DIREITO DA INFORMÁTICA
Fui vítima da internet
Professora Márcia Gonçalves de Oliveira (*)

            Como defensora do uso educacional da Internet, sempre faço questão de apresentar aos meus alunos as novidades da Internet e como utilizá-las a seu favor para pedir ajuda, resolver problemas e também para socializar conhecimento. Considero o Orkut a grande idéia da Internet pelo seu potencial de formação de redes de relacionamentos, de distribuir e de compartilhar informações e por ser um meio muito favorável para encontrar pessoas e ser achado.

            Ano passado, inclusive, eu havia solicitado um trabalho sobre o filme “Vítimas da Internet” sobre crimes digitais. Orientei meus alunos que, hoje a Internet não é uma terra sem lei, pois a justiça já começa a atentar para os crimes de Internet e já estabelece punições, embora seja ainda muito difícil descobrir e punir os cibercriminosos.

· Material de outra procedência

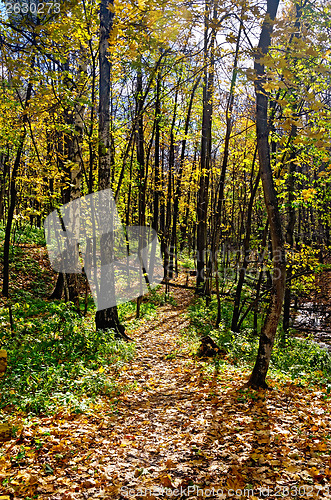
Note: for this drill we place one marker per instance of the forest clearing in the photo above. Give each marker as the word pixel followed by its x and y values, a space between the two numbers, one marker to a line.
pixel 165 253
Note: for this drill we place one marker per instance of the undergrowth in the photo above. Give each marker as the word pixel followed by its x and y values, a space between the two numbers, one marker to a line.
pixel 295 358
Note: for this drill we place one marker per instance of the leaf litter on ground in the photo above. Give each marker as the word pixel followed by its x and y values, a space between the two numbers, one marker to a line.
pixel 179 430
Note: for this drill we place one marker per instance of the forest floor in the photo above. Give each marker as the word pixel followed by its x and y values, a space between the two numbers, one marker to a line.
pixel 183 431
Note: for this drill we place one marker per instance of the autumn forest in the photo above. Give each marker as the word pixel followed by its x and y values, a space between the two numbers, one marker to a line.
pixel 165 210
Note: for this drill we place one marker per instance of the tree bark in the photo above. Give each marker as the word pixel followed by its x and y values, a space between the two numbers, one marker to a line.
pixel 268 333
pixel 207 113
pixel 106 318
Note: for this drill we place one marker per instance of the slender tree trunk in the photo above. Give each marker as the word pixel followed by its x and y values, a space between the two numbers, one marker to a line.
pixel 13 191
pixel 268 333
pixel 202 205
pixel 244 265
pixel 106 318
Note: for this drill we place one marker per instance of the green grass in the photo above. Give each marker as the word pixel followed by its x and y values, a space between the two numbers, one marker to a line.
pixel 56 359
pixel 60 361
pixel 296 358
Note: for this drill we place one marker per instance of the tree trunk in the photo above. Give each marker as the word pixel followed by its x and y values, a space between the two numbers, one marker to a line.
pixel 202 205
pixel 106 318
pixel 268 333
pixel 13 191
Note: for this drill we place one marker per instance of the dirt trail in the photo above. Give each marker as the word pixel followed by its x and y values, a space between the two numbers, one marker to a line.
pixel 177 434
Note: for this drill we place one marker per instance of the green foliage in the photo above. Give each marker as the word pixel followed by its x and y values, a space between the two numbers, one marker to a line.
pixel 297 358
pixel 60 360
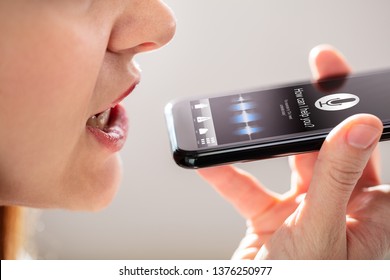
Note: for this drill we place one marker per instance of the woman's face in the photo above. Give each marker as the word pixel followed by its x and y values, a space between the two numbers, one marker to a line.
pixel 63 66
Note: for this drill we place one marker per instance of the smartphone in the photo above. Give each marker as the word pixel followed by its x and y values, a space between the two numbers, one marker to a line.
pixel 265 123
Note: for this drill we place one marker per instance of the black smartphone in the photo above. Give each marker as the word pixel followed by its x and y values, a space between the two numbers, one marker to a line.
pixel 272 122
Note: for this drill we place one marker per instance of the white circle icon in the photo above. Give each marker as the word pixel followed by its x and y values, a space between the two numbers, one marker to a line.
pixel 337 102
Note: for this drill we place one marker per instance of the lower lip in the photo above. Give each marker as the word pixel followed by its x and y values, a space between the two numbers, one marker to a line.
pixel 113 137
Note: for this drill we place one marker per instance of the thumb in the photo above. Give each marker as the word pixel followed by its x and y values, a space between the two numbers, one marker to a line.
pixel 341 162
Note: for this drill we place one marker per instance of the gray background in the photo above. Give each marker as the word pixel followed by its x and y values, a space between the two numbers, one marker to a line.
pixel 165 212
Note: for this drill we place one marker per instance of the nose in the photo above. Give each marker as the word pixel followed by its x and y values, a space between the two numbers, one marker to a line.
pixel 144 25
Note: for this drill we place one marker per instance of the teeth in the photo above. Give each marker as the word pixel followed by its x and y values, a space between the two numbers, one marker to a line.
pixel 99 121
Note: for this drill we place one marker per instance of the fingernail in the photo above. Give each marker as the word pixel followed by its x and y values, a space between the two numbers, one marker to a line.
pixel 362 136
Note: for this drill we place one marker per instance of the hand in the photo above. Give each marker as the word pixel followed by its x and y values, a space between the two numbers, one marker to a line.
pixel 336 208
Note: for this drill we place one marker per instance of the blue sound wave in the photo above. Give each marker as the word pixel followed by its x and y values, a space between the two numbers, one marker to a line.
pixel 243 106
pixel 245 117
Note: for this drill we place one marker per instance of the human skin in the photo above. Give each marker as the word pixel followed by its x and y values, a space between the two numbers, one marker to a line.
pixel 62 62
pixel 336 207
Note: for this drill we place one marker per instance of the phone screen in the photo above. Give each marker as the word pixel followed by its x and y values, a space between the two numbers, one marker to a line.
pixel 293 110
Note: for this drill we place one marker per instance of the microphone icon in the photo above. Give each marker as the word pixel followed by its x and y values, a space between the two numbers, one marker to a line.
pixel 337 102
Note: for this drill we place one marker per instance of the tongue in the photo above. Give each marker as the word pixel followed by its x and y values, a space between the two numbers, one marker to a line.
pixel 100 120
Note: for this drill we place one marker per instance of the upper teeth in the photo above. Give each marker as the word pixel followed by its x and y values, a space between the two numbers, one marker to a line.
pixel 100 120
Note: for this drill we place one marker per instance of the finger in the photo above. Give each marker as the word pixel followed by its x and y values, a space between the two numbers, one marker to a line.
pixel 301 171
pixel 241 189
pixel 341 161
pixel 325 61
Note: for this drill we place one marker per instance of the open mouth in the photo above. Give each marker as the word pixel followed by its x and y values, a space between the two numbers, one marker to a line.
pixel 110 127
pixel 100 120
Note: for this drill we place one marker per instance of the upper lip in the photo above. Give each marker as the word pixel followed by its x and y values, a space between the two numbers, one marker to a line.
pixel 122 96
pixel 126 92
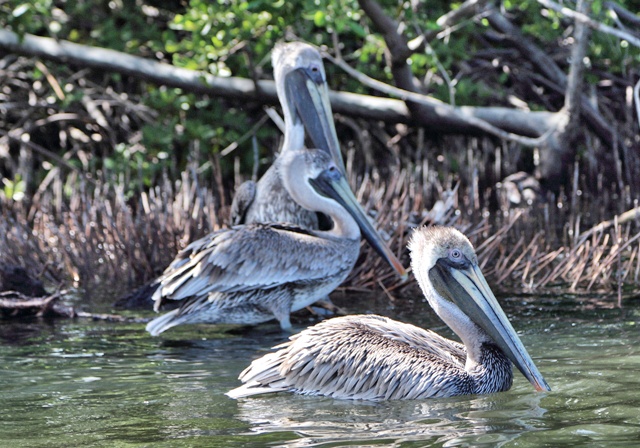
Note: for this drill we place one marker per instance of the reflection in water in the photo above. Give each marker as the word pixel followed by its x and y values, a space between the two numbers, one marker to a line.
pixel 84 383
pixel 493 419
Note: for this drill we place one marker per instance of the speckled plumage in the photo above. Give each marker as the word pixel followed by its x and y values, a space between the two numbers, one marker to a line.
pixel 375 358
pixel 372 358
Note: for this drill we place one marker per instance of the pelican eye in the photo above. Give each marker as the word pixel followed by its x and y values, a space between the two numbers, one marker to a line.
pixel 456 255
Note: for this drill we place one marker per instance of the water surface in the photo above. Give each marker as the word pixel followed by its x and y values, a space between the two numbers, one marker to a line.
pixel 83 383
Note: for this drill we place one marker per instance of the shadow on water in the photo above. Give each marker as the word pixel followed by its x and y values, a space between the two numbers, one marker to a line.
pixel 317 420
pixel 87 383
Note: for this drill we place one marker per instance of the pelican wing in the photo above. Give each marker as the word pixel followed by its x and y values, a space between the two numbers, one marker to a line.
pixel 250 257
pixel 358 357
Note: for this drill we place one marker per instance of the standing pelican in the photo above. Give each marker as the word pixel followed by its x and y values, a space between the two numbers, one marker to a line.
pixel 252 273
pixel 301 84
pixel 375 358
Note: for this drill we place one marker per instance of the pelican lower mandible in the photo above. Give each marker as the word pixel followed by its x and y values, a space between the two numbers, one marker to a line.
pixel 253 273
pixel 375 358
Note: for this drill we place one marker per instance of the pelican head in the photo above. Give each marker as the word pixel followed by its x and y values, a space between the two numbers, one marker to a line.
pixel 446 267
pixel 314 181
pixel 301 83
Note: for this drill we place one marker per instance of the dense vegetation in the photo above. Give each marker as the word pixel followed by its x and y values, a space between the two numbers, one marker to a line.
pixel 70 135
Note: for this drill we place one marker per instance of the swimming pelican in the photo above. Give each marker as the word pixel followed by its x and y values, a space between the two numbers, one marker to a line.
pixel 376 358
pixel 252 273
pixel 301 84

            Em abril deste ano, ao iniciar as aulas de Internet em uma das disciplinas que leciono, a Informática Essencial, resolvi apresentar aos alunos a grande idéia da Internet – o Orkut. Como para entrar no Orkut é necessário ter um convite, fui obrigada a digitar eu mesma o meu login e senha nas máquinas do laboratório. Nessa aula, os alunos realmente ficaram muito entusiasmados e muitos me pediram convites. Inclusive, um desses alunos, hoje, utiliza o Orkut para saber mais sobre a sua doença, a síndrome do pânico.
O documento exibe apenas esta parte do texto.